5. What sort of certainty does Newton claim for his conclusions? In what sense has optics been made a mathematical science?

6. How does Newton distinguish his attribution of gravity to bodies from Aristotle's attribution of forms or internal principles of motion? Duhem quotes Descartes as writing, "Nothing is more absurd than the assumption. . .that a certain property is inherent in each of the parts of the world's matter and that, by the force of this property, the parts are carried toward one another and attract each other.. . .In order to understand this, we must not only assume that each material particle is animated, and even animated by a large number of diverse souls that do not disturb each other, but also that these souls of material particles are endowed with knowledge of a truly divine sort, so that they may know without any medium what takes place at very great distances and act accordingly" (Aim and Structure, pp. 15-16). How does Newton respond?

7. Mill writes, "The word explanation is here used in its philosophical sense. What is called explaining one law of nature by another, is but substituting one mystery for another, and does nothing to render the general course of nature other than mysterious: we can no more assign a why for the most extensive laws than for the partial ones." Would Aristotle, Descartes, Newton, and Duhem agree?

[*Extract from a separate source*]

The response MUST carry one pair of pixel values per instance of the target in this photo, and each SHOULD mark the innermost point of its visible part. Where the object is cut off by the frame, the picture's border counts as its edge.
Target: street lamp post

8. Newton writes (on page 2 of the reprint of his letter to Oldenburg) "And so the true cause of the length of the image was detected to be no other than that light consists of rays differently refrangible, which . . . were according to their degrees of refrangibility, transmitted toward diverse parts of the wall." [my italics] Does this explain why prisms split white light into colors, why the colors lie in bands, and so forth? What do you think? What would Aristotle, Descartes, Mill, and Duhem say?

9. How are we to understand Duhem's view that science should not aim at giving explanations? What does he take an explanation to require? Why, in his view, do explanations inevitably involve metaphysics? Do physical theories fail to be explanations because they are not true or because their principles fail to satisfy metaphysical constraints?